The quartic Catmull–Rom spline with local adjustability and its shape optimization

Abstract

Parametric interpolatory curves play a vital part in geometric modeling. Cubic Catmull–Rom spline is a well-known tool for constructing parametric interpolatory curves, but it cannot be modified once its control points are fixed. We propose a novel quartic Catmull–Rom spline with free parameters to tackle this issue. The quartic Catmull–Rom spline owns shape adjustability based on inheriting the features of the cubic Catmull–Rom spline. Some modeling examples show that the shape of the quartic Catmull–Rom spline can realize both global adjustment and local adjustment by changing the free parameters. In addition, we give three schemes for optimizing the shape of the quartic Catmull–Rom spline, which can generate the spline with minimal internal energy, the shape-preserving spline, and the monotonicity-preserving spline. Numerical examples indicate that the proposed schemes are effective and the quartic Catmull–Rom spline is more practical than the cubic Catmull–Rom spline in data interpolation.

1 Introduction

Parametric curves defined by control points have always been an important research topic in computer-aided geometric design and computer graphics, in which approximation and interpolation are the two most commonly used tools. This paper focuses on parametric interpolatory curves, that is, parametric curves that interpolate their control points.
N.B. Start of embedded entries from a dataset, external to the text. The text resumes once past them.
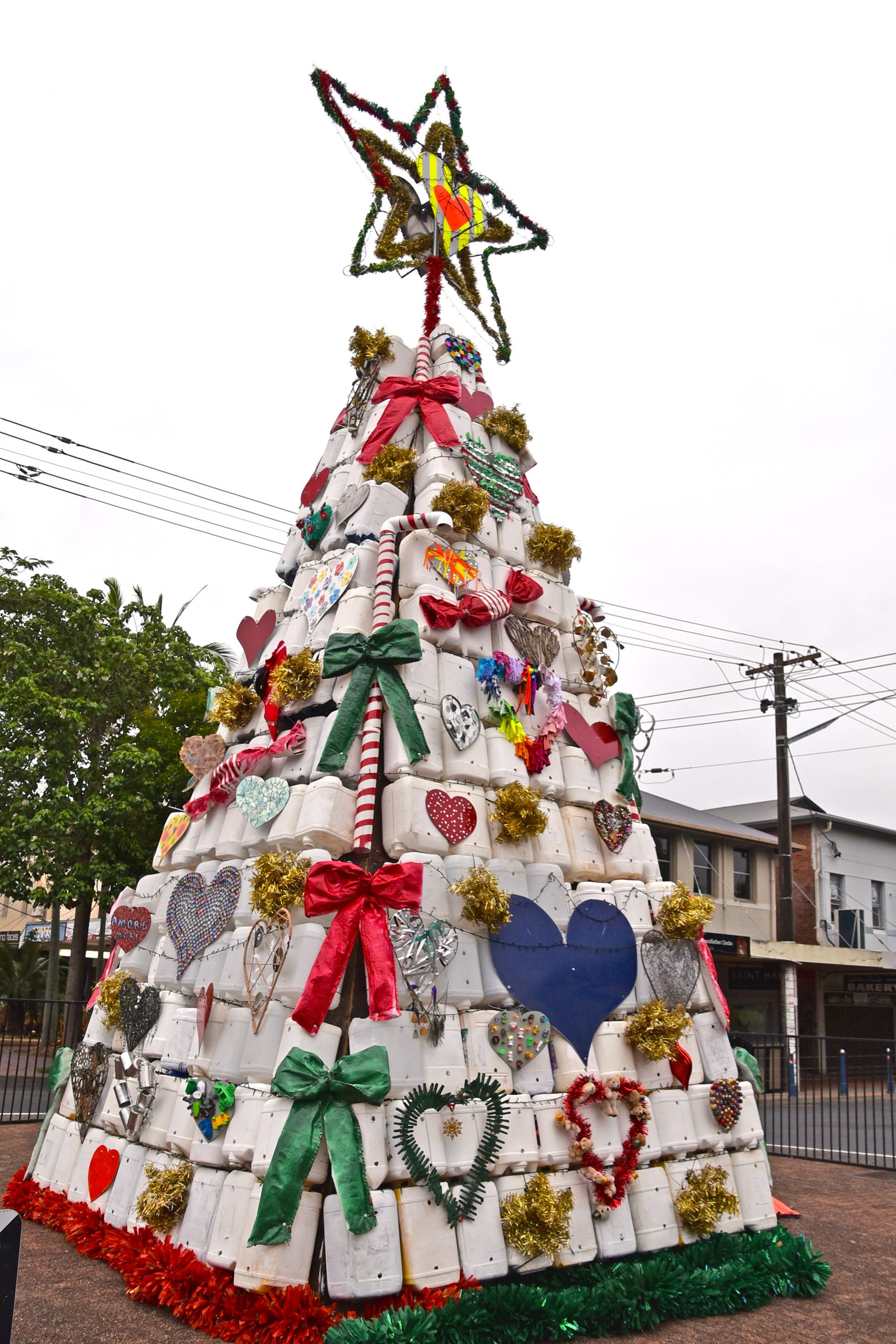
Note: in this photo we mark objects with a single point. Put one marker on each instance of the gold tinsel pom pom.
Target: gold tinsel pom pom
(279, 882)
(393, 465)
(682, 915)
(164, 1201)
(484, 898)
(465, 502)
(703, 1199)
(655, 1030)
(234, 706)
(363, 346)
(108, 1002)
(537, 1220)
(296, 679)
(553, 546)
(510, 424)
(518, 812)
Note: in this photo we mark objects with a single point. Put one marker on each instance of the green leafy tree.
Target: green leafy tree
(96, 698)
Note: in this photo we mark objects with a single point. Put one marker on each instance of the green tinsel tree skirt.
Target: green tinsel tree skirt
(715, 1277)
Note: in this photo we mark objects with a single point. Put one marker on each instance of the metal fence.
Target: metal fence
(827, 1097)
(31, 1031)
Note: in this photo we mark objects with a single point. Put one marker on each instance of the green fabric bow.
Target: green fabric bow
(369, 656)
(625, 719)
(322, 1107)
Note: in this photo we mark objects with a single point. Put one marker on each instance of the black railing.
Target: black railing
(827, 1097)
(31, 1031)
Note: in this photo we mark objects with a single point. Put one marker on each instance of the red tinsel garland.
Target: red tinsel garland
(205, 1297)
(609, 1190)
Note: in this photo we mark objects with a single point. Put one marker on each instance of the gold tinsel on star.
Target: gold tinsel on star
(484, 899)
(363, 346)
(554, 547)
(510, 424)
(164, 1201)
(465, 502)
(656, 1030)
(279, 882)
(518, 812)
(393, 465)
(234, 706)
(703, 1199)
(682, 915)
(537, 1220)
(296, 679)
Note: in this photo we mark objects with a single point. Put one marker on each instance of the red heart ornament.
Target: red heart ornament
(254, 635)
(129, 925)
(598, 741)
(103, 1169)
(453, 817)
(205, 1001)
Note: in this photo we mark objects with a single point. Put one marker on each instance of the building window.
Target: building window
(878, 905)
(743, 876)
(703, 869)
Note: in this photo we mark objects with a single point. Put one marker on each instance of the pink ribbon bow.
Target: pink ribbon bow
(401, 394)
(361, 901)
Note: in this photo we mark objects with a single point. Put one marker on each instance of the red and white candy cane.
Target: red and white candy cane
(373, 722)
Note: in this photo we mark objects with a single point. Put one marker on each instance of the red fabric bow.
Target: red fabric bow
(401, 394)
(361, 901)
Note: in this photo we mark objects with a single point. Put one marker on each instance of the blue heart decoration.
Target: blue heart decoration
(575, 983)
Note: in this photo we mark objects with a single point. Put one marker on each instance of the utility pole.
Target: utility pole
(782, 706)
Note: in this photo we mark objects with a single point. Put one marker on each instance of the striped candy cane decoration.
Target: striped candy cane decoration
(373, 722)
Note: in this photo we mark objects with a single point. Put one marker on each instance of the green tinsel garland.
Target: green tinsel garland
(715, 1277)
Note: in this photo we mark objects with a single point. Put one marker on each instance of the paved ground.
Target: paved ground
(848, 1212)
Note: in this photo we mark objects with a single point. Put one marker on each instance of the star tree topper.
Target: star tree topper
(430, 203)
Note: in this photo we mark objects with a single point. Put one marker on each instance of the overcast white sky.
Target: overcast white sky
(704, 355)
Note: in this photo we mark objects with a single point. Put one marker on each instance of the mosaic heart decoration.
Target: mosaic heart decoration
(726, 1101)
(198, 912)
(253, 635)
(498, 475)
(518, 1035)
(172, 831)
(613, 823)
(261, 800)
(326, 588)
(264, 956)
(461, 722)
(598, 741)
(455, 817)
(672, 967)
(89, 1073)
(536, 643)
(103, 1169)
(202, 754)
(577, 983)
(129, 925)
(140, 1009)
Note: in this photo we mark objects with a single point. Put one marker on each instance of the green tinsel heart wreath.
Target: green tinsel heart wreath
(434, 1097)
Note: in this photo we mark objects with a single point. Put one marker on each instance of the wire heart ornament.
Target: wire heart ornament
(264, 956)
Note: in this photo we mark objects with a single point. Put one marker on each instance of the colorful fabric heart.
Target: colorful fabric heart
(103, 1169)
(461, 722)
(199, 912)
(129, 925)
(253, 635)
(261, 800)
(613, 825)
(326, 588)
(518, 1035)
(202, 754)
(139, 1007)
(577, 983)
(496, 473)
(455, 817)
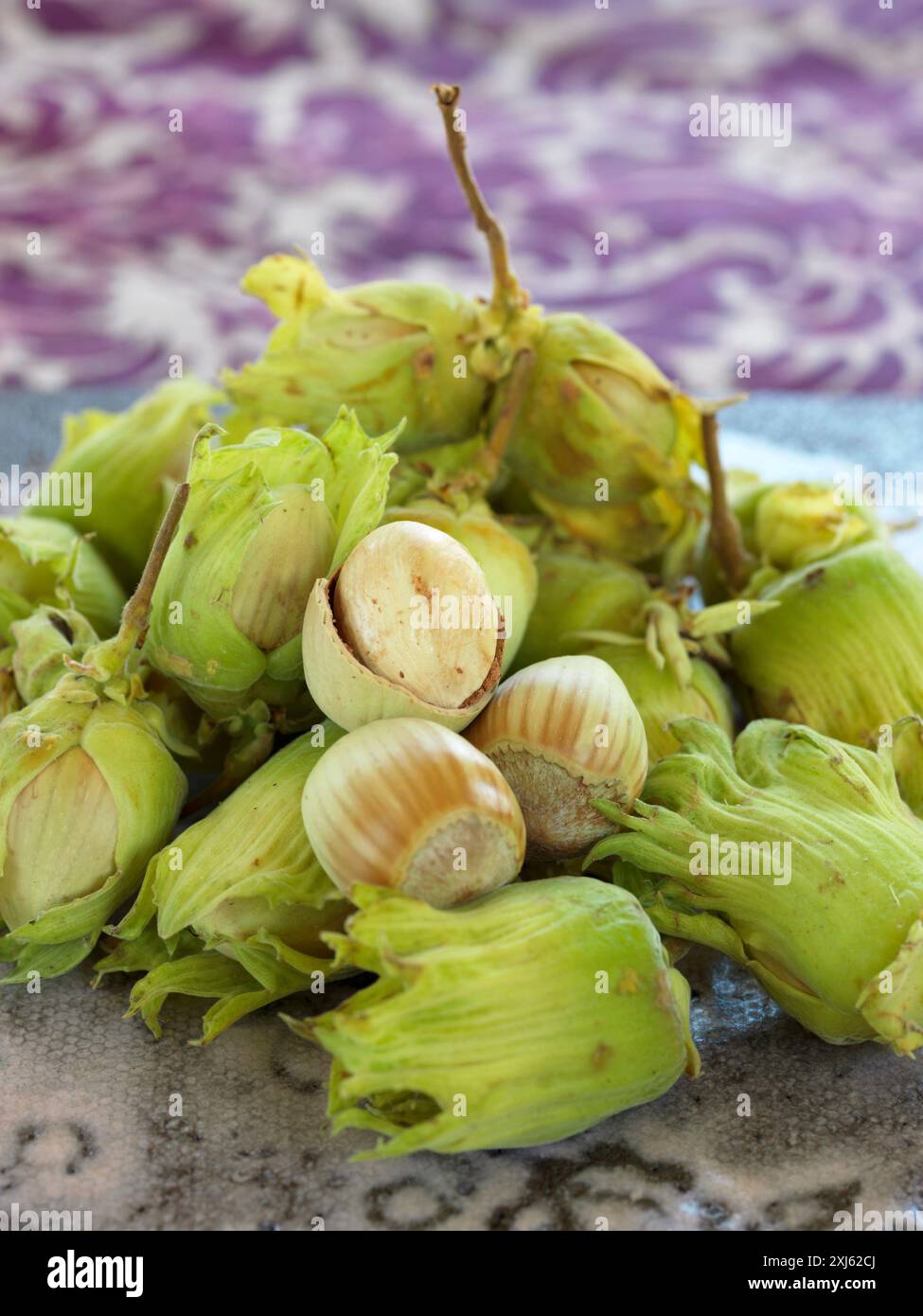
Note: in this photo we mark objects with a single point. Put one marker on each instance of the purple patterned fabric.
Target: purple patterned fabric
(300, 120)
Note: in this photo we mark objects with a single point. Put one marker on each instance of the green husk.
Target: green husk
(265, 519)
(44, 560)
(579, 590)
(235, 907)
(88, 791)
(387, 350)
(842, 650)
(134, 458)
(839, 944)
(516, 1020)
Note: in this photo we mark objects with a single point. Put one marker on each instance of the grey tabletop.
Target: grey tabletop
(88, 1112)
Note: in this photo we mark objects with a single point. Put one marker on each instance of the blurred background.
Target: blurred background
(300, 120)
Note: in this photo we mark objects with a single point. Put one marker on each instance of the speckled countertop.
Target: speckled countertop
(86, 1097)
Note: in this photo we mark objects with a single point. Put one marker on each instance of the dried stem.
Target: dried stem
(135, 614)
(724, 535)
(507, 293)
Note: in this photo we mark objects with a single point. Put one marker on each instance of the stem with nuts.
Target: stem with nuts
(507, 293)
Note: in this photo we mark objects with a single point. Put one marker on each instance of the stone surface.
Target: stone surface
(86, 1097)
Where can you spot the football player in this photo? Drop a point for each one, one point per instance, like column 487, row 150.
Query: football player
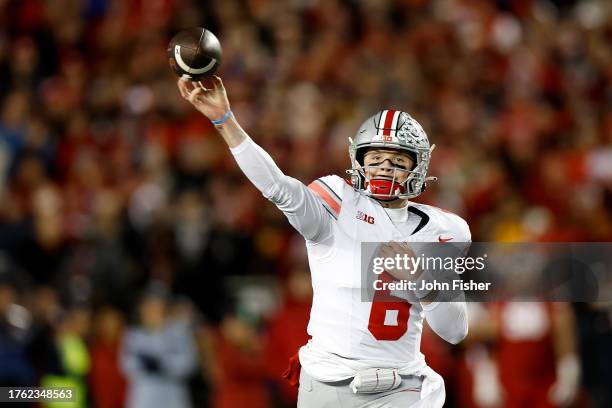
column 360, row 353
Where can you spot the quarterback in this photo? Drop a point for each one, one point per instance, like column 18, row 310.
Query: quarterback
column 361, row 354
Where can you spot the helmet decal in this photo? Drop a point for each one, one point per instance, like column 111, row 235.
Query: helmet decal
column 391, row 129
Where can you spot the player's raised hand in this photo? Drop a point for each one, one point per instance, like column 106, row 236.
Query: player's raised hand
column 394, row 249
column 212, row 102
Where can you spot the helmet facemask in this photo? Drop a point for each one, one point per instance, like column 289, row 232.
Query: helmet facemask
column 395, row 130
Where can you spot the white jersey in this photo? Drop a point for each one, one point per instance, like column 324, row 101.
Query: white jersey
column 349, row 334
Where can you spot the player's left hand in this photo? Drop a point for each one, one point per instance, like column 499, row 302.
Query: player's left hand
column 212, row 102
column 390, row 250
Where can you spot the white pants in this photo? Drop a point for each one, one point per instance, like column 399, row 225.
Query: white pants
column 317, row 394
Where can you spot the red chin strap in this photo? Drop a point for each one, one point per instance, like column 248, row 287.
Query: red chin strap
column 381, row 189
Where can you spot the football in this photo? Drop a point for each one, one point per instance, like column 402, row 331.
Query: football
column 194, row 54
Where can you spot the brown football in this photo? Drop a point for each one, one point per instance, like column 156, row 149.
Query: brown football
column 194, row 54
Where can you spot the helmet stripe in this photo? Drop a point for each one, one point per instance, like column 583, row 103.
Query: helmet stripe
column 390, row 114
column 396, row 115
column 381, row 123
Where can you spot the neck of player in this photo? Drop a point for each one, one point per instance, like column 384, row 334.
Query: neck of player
column 397, row 203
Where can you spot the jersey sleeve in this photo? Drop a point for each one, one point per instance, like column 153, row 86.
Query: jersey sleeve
column 329, row 191
column 300, row 204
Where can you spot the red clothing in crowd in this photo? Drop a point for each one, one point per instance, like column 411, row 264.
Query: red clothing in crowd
column 287, row 334
column 107, row 381
column 240, row 377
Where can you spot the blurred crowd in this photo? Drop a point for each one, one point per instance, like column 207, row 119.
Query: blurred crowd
column 127, row 233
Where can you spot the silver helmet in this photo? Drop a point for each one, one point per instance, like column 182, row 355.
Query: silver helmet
column 391, row 129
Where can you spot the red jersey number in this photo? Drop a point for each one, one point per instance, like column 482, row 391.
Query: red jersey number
column 382, row 303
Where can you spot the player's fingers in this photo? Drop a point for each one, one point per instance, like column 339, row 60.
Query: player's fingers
column 182, row 85
column 194, row 94
column 217, row 82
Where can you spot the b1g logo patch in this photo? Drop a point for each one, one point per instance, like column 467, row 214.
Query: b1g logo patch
column 365, row 217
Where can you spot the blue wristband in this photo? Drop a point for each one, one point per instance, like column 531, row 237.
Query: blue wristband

There are a large number of parametric interpolatory curve constructions that have been developed. We cannot provide an exhaustive survey, but many of these methods can be referred to [1]. Among these methods, the cubic Catmull–Rom spline [25] is a well-known parametric interpolatory curve representation. But the shape of the cubic Catmull–Rom spline cannot be adjusted when the control points are fixed, which limits its applications to a certain extent. For practical shape modeling, we often need to change the local shape of the spline. The first purpose of this paper is to propose a novel quartic Catmull–Rom spline with free parameters that can achieve local and global adjustment by keeping the control points unchanged.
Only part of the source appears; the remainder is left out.